Among the classical ML models, the Bayesian-optimized AdaBoost classifier yielded the best performance, with an accuracy of 91.10%, TPR of 91.0%, FPR of 8.8%, FNR of 6.7%, precision of 88.2%, AUC of 0.97, and F1-Score of 0.9. The high F1-Score also indicates that the Bayesian-optimized AdaBoost classifier performs well with our dataset, which has class imbalance issues. The main contribution of this work is that we have shown that there is significant information that can be extracted from ocular or eyeblink artifacts present in EEG signals. While in most work involving EEG analysis, these artifacts have been dismissed as noise or unwanted signals, we have shown that for the right application, this “unwanted” signal may hold valuable information. This paper has shown that it is viable to use the features extracted from eyeblink artifacts in EEG signals for classifying drowsy and alert states, and these features may be able to supplement drowsiness detection techniques based on EEG signals. As opposed to driver drowsiness detection that is based on hybrid EEG–EOG information, our work suggests that we are able to also obtain ocular information without the placement of EOG sensors around the eye area.

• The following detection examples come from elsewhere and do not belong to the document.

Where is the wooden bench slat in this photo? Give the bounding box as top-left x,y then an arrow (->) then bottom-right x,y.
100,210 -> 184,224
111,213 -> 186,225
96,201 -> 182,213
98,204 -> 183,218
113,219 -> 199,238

One of the limitations of this study is the existence of class imbalance in the dataset. Therefore, the accuracy of the classification models should not be the only metric for evaluating the model performance. The F1-Scores for the best ML model in this study indicate that the models can handle class imbalance well. Another limitation of this study is that only one feature selection method was explored while investigating the classical ML models. Suggested future work includes solving the class imbalance problem using oversampling and undersampling, testing these models on different datasets, and using different feature selection techniques for the ML model.